When you are coParenting with an individualistic coParent, self-centered coParenting may be the answer. Here’s what you need to know.
(1 minute 54 seconds read)

Kathleen Bird
Kathleen Bird, JD is a mediator, parent educator, former judge, and family lawyer.

Self-Centered coParenting: What It Is, Why It Works

I have spent nearly four decades working with parents who are frustrated and angry about the lack of cooperation from their child’s coParent. Instead, parents should be considering self-centered coParenting.

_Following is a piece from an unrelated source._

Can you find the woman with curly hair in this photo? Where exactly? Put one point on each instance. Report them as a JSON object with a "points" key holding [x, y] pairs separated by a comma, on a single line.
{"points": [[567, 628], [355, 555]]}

Without Self-Centered coParenting

After a lot of thought, research, and experience I have arrived at an important conclusion:  forcing, mandating, and punishing uncooperative and misbehaving coParents has fleeting success at best. The effort to force a coParent to toe the line is very costly and exhausting for the minimal and short-lived results that are normally achieved. There must be a way for parents living separately to engage in child-focused and thoughtful parenting regardless of the amount of cooperation between them.

With Self-Centered coParenting

No one cares more about your quality of life or your child’s welfare more than you do. You will feel more successful as a parent if you can expend your time and resources on nurturing your child.  Self-centered coParenting is a method for empowering yourself to change the situation in ways that benefit you and your child. Stop trying to change the coParent and concentrate on what is in your own control.

Learn to harness the tools in your control to make a difference. Focusing on empowering yourself will increase your confidence that you are improving the quality of parenting your child receives regardless of what the coParent does or doesn’t do. First and foremost, you need to build a strong and positive relationship with your child. You are probably wondering how this gets the coParent to cooperate.

What Is Self-Centered coParenting?

Self-Centered coParenting is a child-centered way of raising your child with a coParent who lives independently by focusing your thoughts, decisions, and actions on things within your own control instead of trying to control the other parent.

Applications of Self-Centered coParenting

Self-centered means being in control of your own thought process, ready to make thoughtful positive choices instead of merely reacting, and taking effective action when necessary to benefit your child. Paying more attention to parenting and less to conflict with the coParent gives you breathing room to strengthen your relationship with your child and be the kind of parent that you really find fulfilling.